Poche righe non possono spiegare, non riescono a descrivere le pieghe dell’anima, il colore delle emozioni, dal verde militare, al rosso sangue della terribile ferita, al bronzo delle Paralimpiadi: raccontano di un caleidoscopio impareggiabile, di una donna “incapace” di arrendersi. Per Monica, tutto inizia nella sua città, a Gela, in provincia di Caltanissetta, quando vide il fez (copricapo, quello senza piume, rosso con il cordoncino blu) dei bersaglieri: amore a prima vista. La meditata e non facile scelta di entrare nell’esercito, caporalmaggiore ovviamente dei bersaglieri. Sempre a guardare al futuro, agli altri, alla severa consapevolezza di indossare un uniforme con tutte le responsabilità che comporta. Marzo 2012: seconda missione in Afghanistan, il solco è segnato, aiutare gli altri. “La mia più grande passione. Siamo là per aiutare, l’ultima cosa che usiamo sono le armi. Gli abitanti ci hanno salvato la vita in certe situazioni. Ho negli occhi quei bimbi meravigliosi. Gli dai una boccetta d’acqua e sembra gli regali il mondo. Nel sorriso che ti fanno è dentro il loro cuore”.

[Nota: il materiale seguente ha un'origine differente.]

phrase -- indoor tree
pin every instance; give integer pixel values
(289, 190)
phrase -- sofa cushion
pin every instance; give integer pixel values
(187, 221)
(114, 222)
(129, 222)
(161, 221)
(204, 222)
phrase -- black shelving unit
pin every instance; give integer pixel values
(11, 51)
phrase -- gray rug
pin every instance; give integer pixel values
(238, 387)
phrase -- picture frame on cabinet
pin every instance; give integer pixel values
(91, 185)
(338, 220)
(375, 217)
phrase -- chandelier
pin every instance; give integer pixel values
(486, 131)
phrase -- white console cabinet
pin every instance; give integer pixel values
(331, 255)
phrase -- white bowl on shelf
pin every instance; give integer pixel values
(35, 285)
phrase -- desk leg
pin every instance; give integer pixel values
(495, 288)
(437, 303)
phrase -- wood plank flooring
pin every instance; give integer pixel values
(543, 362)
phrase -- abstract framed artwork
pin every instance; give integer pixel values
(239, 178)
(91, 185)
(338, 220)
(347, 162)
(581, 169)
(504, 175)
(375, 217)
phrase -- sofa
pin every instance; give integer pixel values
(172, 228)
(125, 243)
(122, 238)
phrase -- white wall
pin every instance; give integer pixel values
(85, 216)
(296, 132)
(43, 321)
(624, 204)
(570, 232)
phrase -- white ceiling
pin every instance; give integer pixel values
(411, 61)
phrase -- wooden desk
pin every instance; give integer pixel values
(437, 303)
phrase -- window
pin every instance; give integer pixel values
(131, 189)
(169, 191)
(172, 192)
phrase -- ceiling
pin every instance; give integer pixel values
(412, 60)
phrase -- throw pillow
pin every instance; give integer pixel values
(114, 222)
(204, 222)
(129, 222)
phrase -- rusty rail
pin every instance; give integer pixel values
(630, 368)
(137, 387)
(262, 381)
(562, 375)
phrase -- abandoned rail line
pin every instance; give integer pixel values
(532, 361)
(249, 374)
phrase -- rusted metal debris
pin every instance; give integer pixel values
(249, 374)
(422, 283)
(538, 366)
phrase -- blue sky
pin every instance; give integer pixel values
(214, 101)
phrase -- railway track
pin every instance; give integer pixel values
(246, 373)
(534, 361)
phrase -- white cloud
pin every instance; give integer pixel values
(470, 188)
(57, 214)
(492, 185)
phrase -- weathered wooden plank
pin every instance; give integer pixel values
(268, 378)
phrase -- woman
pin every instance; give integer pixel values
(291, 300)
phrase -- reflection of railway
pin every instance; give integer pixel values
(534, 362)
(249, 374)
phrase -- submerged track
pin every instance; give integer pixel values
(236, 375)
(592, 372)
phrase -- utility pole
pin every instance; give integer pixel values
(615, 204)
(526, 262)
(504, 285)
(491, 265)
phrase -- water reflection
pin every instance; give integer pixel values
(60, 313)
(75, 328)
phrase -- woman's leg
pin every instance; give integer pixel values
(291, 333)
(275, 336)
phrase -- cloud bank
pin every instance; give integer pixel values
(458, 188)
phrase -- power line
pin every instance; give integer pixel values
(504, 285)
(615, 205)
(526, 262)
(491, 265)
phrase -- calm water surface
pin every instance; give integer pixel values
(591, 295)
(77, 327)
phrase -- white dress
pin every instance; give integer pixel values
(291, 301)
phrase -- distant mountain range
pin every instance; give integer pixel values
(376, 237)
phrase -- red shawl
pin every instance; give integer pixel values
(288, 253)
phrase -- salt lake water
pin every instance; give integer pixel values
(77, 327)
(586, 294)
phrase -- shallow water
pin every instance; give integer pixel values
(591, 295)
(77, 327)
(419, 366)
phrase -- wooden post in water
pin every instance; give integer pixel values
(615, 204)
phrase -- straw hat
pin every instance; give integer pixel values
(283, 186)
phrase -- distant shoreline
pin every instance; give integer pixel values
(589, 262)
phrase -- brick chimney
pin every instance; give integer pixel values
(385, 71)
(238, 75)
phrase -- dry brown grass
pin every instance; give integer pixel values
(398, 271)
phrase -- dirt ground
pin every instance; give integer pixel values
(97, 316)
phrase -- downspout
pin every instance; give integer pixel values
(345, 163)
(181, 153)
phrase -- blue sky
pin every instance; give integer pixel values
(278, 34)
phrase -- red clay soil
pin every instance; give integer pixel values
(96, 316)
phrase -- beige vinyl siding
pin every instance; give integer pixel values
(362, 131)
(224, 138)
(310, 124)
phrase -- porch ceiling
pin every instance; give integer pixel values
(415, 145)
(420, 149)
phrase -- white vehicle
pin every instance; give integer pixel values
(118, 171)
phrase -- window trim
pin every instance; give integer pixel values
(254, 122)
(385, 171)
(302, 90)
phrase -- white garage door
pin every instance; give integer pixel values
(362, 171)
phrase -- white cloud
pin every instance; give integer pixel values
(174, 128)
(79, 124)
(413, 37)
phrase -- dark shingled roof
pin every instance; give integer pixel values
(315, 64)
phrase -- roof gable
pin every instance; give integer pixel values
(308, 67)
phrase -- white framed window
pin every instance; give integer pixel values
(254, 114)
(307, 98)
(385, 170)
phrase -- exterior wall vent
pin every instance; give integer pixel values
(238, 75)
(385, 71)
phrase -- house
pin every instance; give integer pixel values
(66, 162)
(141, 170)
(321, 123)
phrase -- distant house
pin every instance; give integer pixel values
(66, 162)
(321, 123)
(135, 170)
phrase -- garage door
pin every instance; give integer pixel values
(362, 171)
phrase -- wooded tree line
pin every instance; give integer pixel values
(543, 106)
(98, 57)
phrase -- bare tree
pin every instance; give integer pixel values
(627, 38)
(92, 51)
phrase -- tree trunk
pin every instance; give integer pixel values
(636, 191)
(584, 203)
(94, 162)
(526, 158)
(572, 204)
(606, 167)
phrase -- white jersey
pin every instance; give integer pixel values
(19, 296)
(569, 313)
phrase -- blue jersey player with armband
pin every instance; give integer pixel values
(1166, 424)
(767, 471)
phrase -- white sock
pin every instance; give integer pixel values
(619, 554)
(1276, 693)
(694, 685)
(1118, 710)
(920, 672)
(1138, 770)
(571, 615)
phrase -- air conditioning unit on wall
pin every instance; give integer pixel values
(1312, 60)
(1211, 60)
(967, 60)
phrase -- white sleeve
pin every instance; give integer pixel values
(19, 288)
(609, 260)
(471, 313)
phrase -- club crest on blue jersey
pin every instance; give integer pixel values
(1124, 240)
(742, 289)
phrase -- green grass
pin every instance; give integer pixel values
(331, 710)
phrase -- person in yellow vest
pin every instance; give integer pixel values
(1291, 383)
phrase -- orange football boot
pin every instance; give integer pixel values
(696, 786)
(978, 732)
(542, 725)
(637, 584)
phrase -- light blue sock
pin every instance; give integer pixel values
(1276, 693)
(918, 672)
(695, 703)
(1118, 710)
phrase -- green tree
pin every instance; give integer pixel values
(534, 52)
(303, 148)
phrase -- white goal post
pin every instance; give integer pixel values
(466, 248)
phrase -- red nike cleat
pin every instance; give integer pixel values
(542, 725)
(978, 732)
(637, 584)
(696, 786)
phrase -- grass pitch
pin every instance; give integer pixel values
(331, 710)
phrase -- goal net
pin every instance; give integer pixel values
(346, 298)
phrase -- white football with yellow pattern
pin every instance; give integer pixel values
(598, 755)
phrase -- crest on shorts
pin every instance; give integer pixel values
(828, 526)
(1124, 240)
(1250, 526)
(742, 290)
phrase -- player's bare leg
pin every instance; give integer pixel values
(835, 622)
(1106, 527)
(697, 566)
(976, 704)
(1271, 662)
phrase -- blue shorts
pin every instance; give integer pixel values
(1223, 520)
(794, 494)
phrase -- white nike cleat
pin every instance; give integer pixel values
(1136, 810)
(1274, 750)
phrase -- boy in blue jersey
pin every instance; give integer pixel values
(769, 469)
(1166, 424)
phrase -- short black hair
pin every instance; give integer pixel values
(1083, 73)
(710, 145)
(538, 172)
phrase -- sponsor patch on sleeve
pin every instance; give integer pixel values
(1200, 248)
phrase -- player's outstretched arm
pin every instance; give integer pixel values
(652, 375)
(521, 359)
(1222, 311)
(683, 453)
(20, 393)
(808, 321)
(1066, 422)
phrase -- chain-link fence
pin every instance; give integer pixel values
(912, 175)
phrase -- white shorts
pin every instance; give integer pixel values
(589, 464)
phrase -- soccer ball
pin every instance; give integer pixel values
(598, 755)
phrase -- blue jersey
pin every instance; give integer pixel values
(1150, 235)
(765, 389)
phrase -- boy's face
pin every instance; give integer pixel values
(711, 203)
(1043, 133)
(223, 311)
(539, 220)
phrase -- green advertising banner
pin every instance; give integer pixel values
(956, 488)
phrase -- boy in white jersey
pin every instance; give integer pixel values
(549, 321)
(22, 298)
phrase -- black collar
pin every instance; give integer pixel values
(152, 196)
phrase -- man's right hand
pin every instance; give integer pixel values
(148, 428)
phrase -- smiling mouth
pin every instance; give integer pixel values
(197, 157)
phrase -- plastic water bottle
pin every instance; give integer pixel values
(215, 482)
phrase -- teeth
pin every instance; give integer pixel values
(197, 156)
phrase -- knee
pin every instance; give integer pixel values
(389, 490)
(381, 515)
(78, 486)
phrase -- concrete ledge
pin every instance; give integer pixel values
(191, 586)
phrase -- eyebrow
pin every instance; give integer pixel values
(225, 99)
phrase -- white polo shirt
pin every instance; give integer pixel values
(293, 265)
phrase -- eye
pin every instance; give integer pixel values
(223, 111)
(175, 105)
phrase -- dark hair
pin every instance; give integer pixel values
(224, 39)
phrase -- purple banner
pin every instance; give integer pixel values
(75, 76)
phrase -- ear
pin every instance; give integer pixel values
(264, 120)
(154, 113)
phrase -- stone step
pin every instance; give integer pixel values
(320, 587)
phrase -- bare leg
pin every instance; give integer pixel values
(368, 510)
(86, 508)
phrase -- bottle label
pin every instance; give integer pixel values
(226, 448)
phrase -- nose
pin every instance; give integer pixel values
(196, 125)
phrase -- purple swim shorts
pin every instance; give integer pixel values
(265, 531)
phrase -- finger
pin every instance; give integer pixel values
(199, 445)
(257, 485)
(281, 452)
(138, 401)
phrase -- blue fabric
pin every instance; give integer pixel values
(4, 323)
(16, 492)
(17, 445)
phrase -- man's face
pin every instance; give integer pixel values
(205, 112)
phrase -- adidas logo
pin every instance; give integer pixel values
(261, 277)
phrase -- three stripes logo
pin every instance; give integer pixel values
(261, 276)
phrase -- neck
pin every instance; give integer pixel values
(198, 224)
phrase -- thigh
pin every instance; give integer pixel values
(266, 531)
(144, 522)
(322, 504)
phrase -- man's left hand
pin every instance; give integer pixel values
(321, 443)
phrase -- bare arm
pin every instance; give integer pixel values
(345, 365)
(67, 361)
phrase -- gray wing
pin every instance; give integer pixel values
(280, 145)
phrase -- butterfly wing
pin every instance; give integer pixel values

Il destino è in agguato sotto forma di mortaio, 24 marzo 2012 alle ore 18:00 locali (14:30, ora italiana): una pioggia di bombe centra la base “Ice” nel distretto del Gulistan, nella provincia di Farah in Afghanistan, nel settore Sud-Est dell’area di responsabilità italiana, assegnata alla Task Force South-East.
“Dopo la prima andai d’istinto verso i mezzi, non verso il centro antimortaio”. Incita i commilitoni a recarsi nel bunker. Fu la seconda a centrarla. “Sì, con qualche problema”. Le schegge colpirono una gamba, l’arteria femorale, l’intestino, una mano. Lei vigile, continua a fornire indicazione, il senso del dovere la sorregge. “Non sentivo dolore, vedevo solo il sangue scorrere”. La gamba destra sarà amputata, l’arteria femorale cambiata con la vena safena, l’intestino tolto per mezzo metro, per la mano sarà utilizzato un osso della gamba. In mezzo anche un’embolia polmonare.
“A pensarci bene non molti danni” nei suoi occhi l’immagine, accanto a lei, a pochi metri, del corpo del sergente Michele Silvestri: è morto per quei colpi di mortaio, lasciando moglie e un figlio di otto anni. Lei mostra un coraggio non comune, una volontà ferrea. Il l4 maggio 2015 è stata la prima donna soldato dell’Esercito Italiano ad essere decorata: in quel giorno ha ricevuto, in cerimonia solenne, la Medaglia al valore dell’esercito.
Mai un passo indietro, un bersagliere va sempre di corsa. Lei non arretra, non batte ciglio durante la lunghissima degenza, la faticosa fisioterapia: è pronta a rialzarsi. La ‘molla’ scatta una sera, davanti alla tv, una sera di fine agosto del 2012, una folgorazione: “Trasmettevano le gare della Paralimpiade di Londra. Non sapevo cosa fossero. Mi fermai a guardare. E in quei giorni non feci altro: le corse con amputati, Oscar Pistorius, ciechi che giocavano a calcio, un cinese senza braccia che vinse nel nuoto. Mi si aprì un mondo. C’erano gli atleti e non la disabilità”. Vide correre i 100 metri e vincere l’oro, davanti a 80 mila persone che l’osannavano, una giovane di Bergamo, Martina Caironi, la più grande sprinter amputata del mondo: “Sei a Roma? Parla con Nadia Checchini”. E’ una delle allenatrici della Nazionale di atletica paralimpica. E’ lei a seguirla, mostrare come e cosa fare. Il sogno per Monica diventa Rio 2016. “Voglio diventare un’atleta con le stellette e vincere una medaglia alla Paralimpiade. Per il mio Paese”. Non è sua abitudine mollare, in nessun settore. “Ho lasciato il mio lavoro a metà. A costo di perdere pure l’altra gamba, voglio tornare là, in Afghanistan. Ad aiutare per costruire la pace”.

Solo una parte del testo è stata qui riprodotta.